I’ve generally tried to stay out of the tobacco debate, largely because I’m not a smoker and don’t feel strongly about smoking as such. But the ban on smoking in enclosed public spaces has already impacted on pubs and has been one of the factors that have contributed to pubs closing. The smoking ban has now been extended from enclosed public spaces to banning smoking in enclosed private spaces – cars, when children are present. My belief is that the longer-term goal of ‘public health’ is to ban smoking in the home when children are present, stopping-off along the way to test the water and condition public opinion to extending smoking bans more widely.
It seems another stopping-off point is smoking bans in open public spaces – and this is already proposed for beaches in Brighton and for city squares in Bristol. This is the kind of petty-Gauleiter activity you get when ‘public health’ is given to rinky-dink local government to play with. The latest public health sock puppet to jump on this particular bandwagon is the Royal Society for Public Health (RSPH). They are calling for the smoking ban to be extended to beer gardens, al fresco eating areas of restaurants, parks and outside school gates. RSPH go on to say smoking should be seen as “abnormal” and people needing a “fix of nicotine” should use e-cigarettes.

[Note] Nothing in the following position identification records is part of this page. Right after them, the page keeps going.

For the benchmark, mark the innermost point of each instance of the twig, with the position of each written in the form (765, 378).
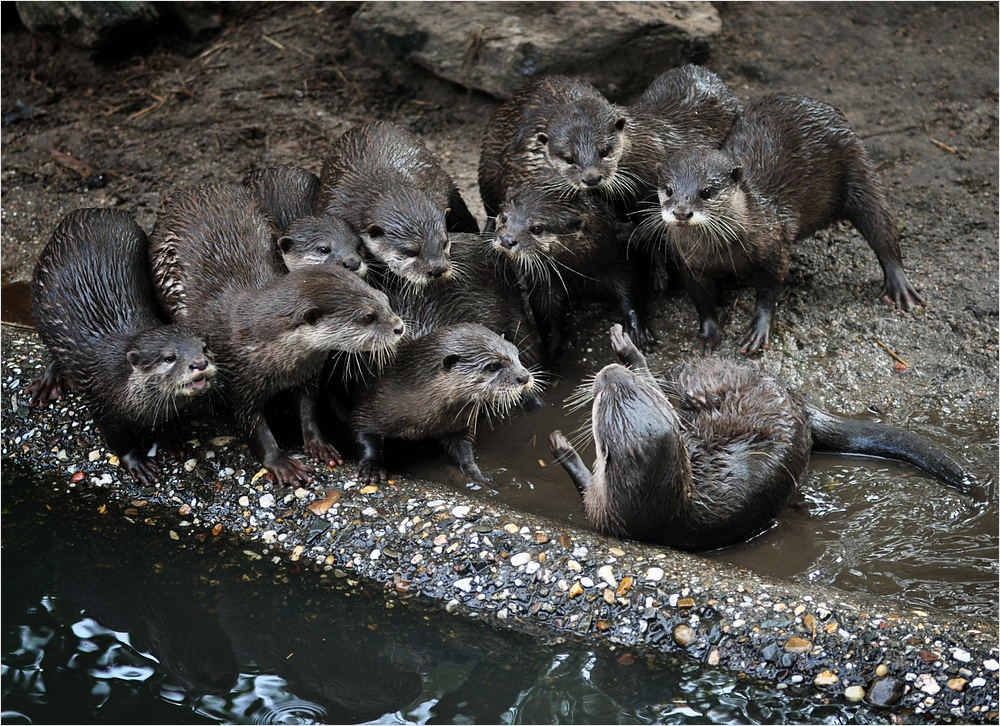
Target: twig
(890, 351)
(944, 146)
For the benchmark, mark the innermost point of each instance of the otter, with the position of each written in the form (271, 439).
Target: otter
(568, 246)
(790, 167)
(555, 132)
(213, 264)
(683, 107)
(287, 194)
(711, 455)
(94, 308)
(383, 181)
(436, 387)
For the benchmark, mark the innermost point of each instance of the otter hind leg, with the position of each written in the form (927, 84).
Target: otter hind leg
(566, 455)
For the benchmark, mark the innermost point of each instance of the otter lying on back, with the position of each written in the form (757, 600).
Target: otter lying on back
(711, 455)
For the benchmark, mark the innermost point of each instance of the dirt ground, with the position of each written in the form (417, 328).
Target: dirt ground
(918, 81)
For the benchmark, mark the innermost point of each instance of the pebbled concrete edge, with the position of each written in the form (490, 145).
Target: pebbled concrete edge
(530, 574)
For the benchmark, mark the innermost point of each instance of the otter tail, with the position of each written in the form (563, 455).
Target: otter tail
(847, 436)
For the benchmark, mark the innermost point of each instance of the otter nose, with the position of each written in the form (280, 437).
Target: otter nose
(507, 242)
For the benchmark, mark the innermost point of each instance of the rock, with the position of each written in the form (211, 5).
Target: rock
(493, 47)
(885, 692)
(94, 25)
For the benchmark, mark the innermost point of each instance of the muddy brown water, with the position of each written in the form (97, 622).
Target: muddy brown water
(858, 523)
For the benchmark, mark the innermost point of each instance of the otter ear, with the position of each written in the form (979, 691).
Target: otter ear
(311, 316)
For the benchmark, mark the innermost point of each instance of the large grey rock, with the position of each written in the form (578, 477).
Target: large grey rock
(93, 25)
(494, 46)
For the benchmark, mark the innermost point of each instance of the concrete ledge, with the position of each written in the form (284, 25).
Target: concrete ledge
(525, 573)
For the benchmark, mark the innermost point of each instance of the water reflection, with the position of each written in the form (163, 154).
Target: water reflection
(110, 622)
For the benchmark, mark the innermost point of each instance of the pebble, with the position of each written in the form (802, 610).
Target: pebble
(606, 573)
(826, 678)
(926, 683)
(684, 635)
(521, 558)
(854, 693)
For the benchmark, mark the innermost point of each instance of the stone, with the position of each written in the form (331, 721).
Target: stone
(94, 25)
(494, 47)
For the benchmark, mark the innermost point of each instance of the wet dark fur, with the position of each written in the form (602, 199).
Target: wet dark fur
(286, 192)
(270, 331)
(711, 455)
(386, 184)
(570, 247)
(94, 308)
(555, 132)
(791, 166)
(436, 387)
(684, 107)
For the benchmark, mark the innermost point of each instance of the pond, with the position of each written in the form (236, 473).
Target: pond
(109, 620)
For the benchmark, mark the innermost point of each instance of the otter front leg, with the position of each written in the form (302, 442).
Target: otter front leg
(566, 455)
(286, 470)
(370, 469)
(460, 449)
(758, 332)
(313, 440)
(702, 292)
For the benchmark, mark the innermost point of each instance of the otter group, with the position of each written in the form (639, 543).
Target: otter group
(376, 273)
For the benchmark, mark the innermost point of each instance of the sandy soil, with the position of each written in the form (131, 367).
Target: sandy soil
(917, 81)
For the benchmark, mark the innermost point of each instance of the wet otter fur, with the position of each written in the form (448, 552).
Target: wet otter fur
(556, 133)
(436, 387)
(684, 107)
(383, 181)
(790, 167)
(711, 455)
(570, 247)
(213, 263)
(94, 307)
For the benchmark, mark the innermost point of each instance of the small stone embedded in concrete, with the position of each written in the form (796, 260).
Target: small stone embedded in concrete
(854, 693)
(826, 678)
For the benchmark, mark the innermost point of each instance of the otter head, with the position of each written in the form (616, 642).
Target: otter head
(404, 229)
(700, 188)
(481, 366)
(533, 225)
(333, 309)
(585, 142)
(171, 361)
(322, 240)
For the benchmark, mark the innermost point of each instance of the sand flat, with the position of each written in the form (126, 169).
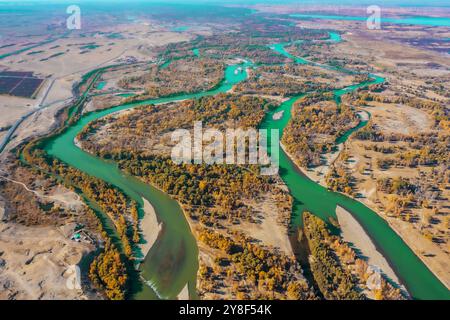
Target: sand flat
(353, 232)
(150, 228)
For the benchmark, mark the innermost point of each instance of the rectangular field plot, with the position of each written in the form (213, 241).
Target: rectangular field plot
(20, 84)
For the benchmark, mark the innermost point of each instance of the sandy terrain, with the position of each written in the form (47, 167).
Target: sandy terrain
(184, 294)
(35, 262)
(150, 228)
(353, 233)
(269, 232)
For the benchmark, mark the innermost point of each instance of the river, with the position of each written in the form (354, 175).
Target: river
(173, 261)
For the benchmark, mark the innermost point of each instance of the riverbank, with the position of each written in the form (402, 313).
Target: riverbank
(149, 227)
(408, 234)
(353, 233)
(434, 259)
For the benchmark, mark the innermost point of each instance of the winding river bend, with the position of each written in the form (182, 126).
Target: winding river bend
(173, 260)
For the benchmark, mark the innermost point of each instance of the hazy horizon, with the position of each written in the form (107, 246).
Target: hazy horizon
(402, 3)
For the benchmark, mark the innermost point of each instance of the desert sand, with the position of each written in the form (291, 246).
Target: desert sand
(150, 228)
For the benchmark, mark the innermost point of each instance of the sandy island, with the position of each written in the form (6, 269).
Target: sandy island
(150, 228)
(354, 233)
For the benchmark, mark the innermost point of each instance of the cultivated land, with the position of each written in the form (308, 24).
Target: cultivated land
(241, 221)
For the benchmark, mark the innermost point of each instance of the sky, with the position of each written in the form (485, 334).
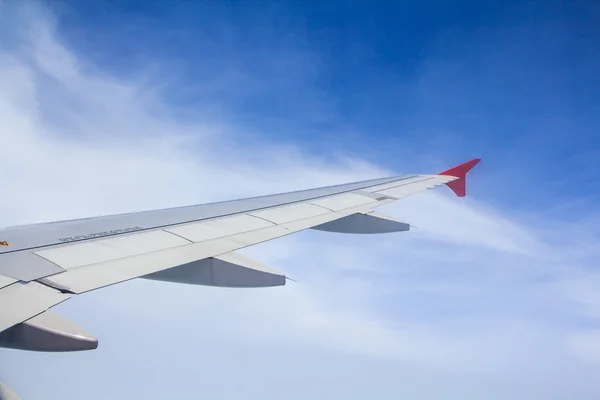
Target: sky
(110, 107)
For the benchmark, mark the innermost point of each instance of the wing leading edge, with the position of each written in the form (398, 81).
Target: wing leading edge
(47, 264)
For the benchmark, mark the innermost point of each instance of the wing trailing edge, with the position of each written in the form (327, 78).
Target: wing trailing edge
(364, 223)
(47, 332)
(227, 270)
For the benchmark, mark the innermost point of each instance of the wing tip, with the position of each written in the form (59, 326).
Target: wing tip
(459, 186)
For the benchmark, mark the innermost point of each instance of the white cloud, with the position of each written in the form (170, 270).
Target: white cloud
(467, 297)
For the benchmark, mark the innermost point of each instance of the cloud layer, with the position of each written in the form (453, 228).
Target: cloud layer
(473, 302)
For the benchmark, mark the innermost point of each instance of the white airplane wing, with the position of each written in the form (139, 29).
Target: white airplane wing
(45, 264)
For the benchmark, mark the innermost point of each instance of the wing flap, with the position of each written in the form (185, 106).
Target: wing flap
(21, 301)
(97, 251)
(360, 223)
(220, 227)
(343, 201)
(227, 270)
(47, 332)
(293, 212)
(5, 281)
(83, 279)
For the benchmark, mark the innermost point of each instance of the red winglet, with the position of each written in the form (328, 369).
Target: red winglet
(459, 186)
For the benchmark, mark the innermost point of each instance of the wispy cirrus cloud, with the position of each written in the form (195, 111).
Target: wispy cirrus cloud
(474, 298)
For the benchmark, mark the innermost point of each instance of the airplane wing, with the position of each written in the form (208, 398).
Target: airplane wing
(42, 265)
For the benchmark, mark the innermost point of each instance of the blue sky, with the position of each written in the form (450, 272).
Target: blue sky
(113, 107)
(511, 82)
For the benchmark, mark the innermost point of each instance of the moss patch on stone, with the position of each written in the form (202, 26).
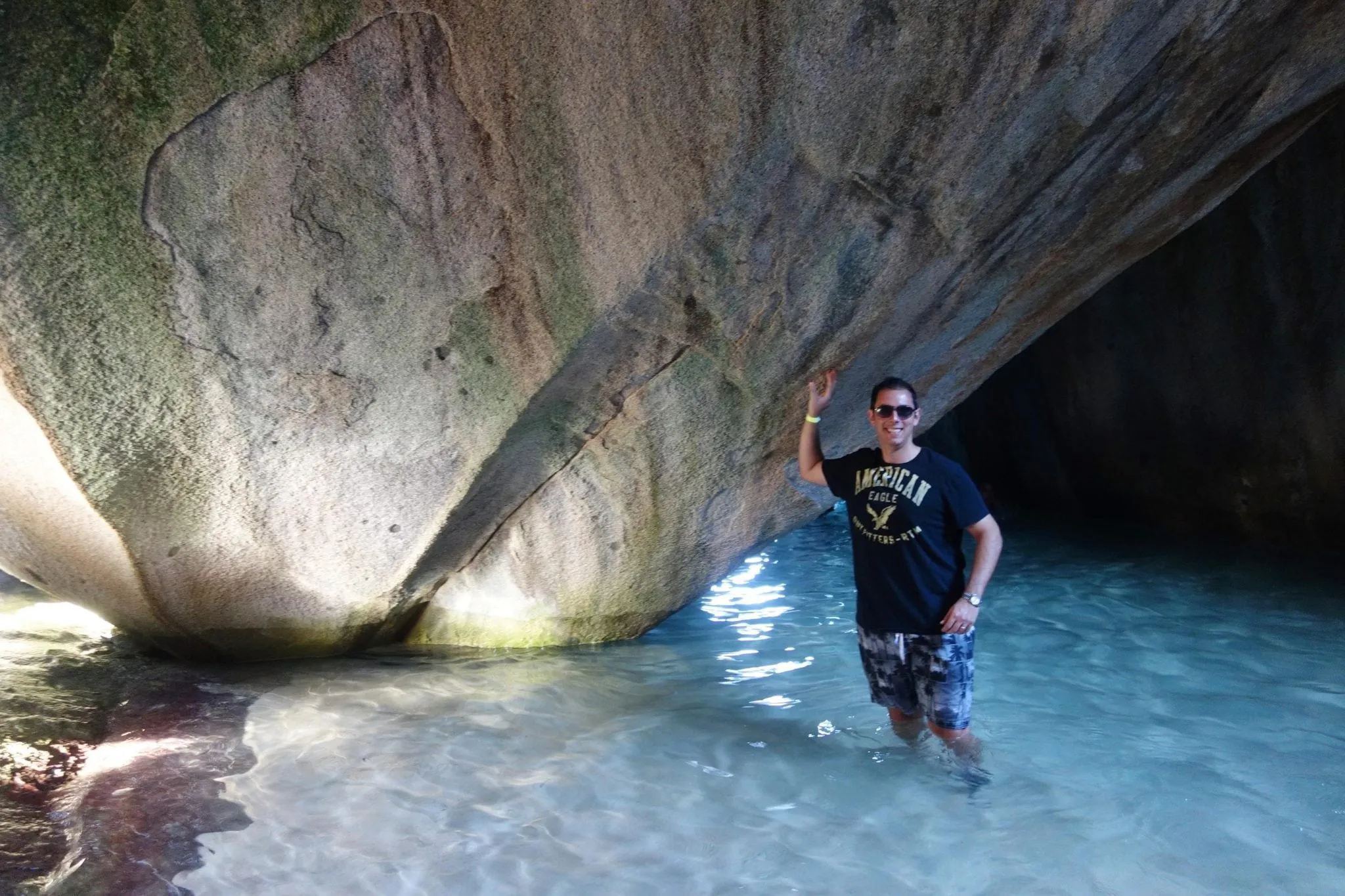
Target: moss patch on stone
(92, 91)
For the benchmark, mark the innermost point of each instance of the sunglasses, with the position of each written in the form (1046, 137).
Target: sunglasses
(903, 412)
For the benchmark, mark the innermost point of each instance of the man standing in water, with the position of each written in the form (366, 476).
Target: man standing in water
(916, 610)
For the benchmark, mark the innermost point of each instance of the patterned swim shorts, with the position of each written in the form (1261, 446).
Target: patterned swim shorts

According to the BBC, Shirley Cramer, RSPH’s chief executive, said: “Children are hugely receptive to the behaviour of the adults around them. The sight therefore of individuals smoking at prominent locations risks teaching them that smoking is a normal and safe habit.
“We believe that banning smoking in these locations via an exclusion zone could further de-normalise smoking, ensuring that it is seen as an abnormal activity and potentially, prevent children and young people from beginning in the future.”
The end-game here is to ban smoking at home – what could be a more prominent place in which to influence children than the home? But with 22% of men and 19% of women smoking regularly it is not for government to decide what is or is not “normal”, and then to threaten people with fines or imprisonment if they depart from the norm by breaking a legally enforceable ban – particularly one introduced at the insistence of a bunch of obsessive cranks who seek to write moral prescriptions for everyone else. There is no longer any pretence that such banning measures are there to protect non-smokers from second-hand smoke - that was always just an excuse. The goal is “de-normalisation” as a kind of cultural form of prohibition.
Now where have I heard all this before? Well, think of the health lobby’s proposals on banning alcohol advertising. This is part of their strategy for de-normalising the drinking of beverage alcohol. Where smoking policy goes, alcohol policy is sure to follow. Smokers have been driven outside the pub, now they are being told that if they need a “nicotine fix” it must be from an e-cigarette. I’m beginning to think of smokers as a persecuted minority! But this measure can only discourage smokers from going to pubs.
One of the techniques that healthists use to de-normalise alcohol is to take the drinking of it completely out of its social and cultural context and say it is “just another drug”. In the United States we have seen the development of a powdered form of alcohol – a product called “Palcohol”. The US Alcohol and Tobacco Tax and Trade Bureau have approved this product, which, when mixed with 6 fluid ounces of water produces the same alcohol content as a standard mixed drink. The powders come in various flavours – vodka, rum and powderita – a margarita version.
I cannot imagine a worse development for our sector, or one that is more calculated to facilitate the portrayal of alcohol as just another drug. If you thought that healthists had a field day with “alcopops” wait until powdered alcohol hits the shops. Once we separate ethyl alcohol from beverage alcohol – from the tradition of craft and flavour, and the use of natural ingredients – then those of us who defend the drinking of beverage alcohol as a lawful and socially acceptable activity are placed in an untenable position.
Actually, when I said I can’t imagine a worse development for our sector than powdered alcohol - I take that back! We have also seen the development of alcohol vaping – inhale it as a vapour and it goes straight from the lungs to the brain and people get very drunk, very quickly. Currently the Home Office is consulting on whether powdered alcohol at least should be brought under the licensing regime. This type of product is already available online. I find myself in the slightly uncomfortable position of favouring a ban. Oh dear!